I enjoy Berlant’s holistic view of trauma and the crisis
ordinary, as not just singular events but rather formative moments with many
reverberations. However her definition loses me in the details when she begins
to elaborate all the ways which a so called “traumatic event” can shape a person
affectively – her definition of trauma seems almost too encompassing, leaving
few event which couldn’t be called some sort of trauma.

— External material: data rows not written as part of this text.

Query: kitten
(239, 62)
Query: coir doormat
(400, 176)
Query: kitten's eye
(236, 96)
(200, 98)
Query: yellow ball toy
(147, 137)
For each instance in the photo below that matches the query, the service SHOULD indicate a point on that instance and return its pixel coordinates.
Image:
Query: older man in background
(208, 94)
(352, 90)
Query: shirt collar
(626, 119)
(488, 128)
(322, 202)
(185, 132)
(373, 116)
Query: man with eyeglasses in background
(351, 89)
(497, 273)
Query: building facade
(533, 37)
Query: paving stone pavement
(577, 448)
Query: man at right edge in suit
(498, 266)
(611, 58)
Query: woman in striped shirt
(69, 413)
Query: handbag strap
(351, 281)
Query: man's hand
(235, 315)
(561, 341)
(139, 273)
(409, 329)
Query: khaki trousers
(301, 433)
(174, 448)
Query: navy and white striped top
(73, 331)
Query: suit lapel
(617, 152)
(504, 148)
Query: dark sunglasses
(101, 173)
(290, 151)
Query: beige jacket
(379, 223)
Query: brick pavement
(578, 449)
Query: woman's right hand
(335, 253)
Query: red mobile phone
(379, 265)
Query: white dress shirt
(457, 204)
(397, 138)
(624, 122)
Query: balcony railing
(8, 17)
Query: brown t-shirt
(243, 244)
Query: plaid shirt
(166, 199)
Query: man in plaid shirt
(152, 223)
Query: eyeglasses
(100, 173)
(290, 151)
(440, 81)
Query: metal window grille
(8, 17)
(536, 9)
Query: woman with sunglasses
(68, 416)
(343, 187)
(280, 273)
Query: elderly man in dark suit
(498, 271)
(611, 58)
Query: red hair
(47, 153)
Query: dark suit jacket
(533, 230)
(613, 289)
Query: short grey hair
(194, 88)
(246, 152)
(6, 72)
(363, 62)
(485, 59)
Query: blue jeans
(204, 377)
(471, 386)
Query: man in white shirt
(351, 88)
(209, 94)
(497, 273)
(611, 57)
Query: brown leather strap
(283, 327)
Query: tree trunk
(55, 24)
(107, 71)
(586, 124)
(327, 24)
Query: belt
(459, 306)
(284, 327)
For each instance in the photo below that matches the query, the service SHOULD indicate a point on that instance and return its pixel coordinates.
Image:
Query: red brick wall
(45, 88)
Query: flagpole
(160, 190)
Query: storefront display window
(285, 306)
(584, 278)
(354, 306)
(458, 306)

In a way she concedes
this in her segue into the topic; “when one views the physical and
neurophysical qualities of what a medical person might call “trauma”, when
encountered, The event called traumatic turns out mainly to be one genre of
explanation for a situation without genre” (Berlant, 80). But then her whole
analysis of this term she has unhinged from it’s generic definitions is fraught
with contradictions “those things we call traumatic events do not always induce
traumatic responses” (Berlant, 81); perhaps her definition of trauma is the
inverse of her view intuition as a manifestation of the historical present,
moments when this intuition fails so drastically that “Trauma forces it’s
subjects… into crisis mode, where they develop some broad, enduring intuitions
about the way we live in a now that’s emerging without unfolding” (Berlant, 93). I also see a contradiction when she says “Trauma
after all does not make experiencing the historical present impossible, but
possible… in the sense that trauma shatters the biostory that was a foundation
for what gets taken for granted about life’s historical self-continuity”
(Berlant, 81) doesn’t Lauren view the historical present as this life’s historical
self-continuity, or is trauma the event which preconsciously forces a body to
question their previously conscious assumptions. Perhaps I am misreading this
passage but it seems to create a definition which seems promising but sputters
out in it’s continuous fracturing into further and further micro crisises.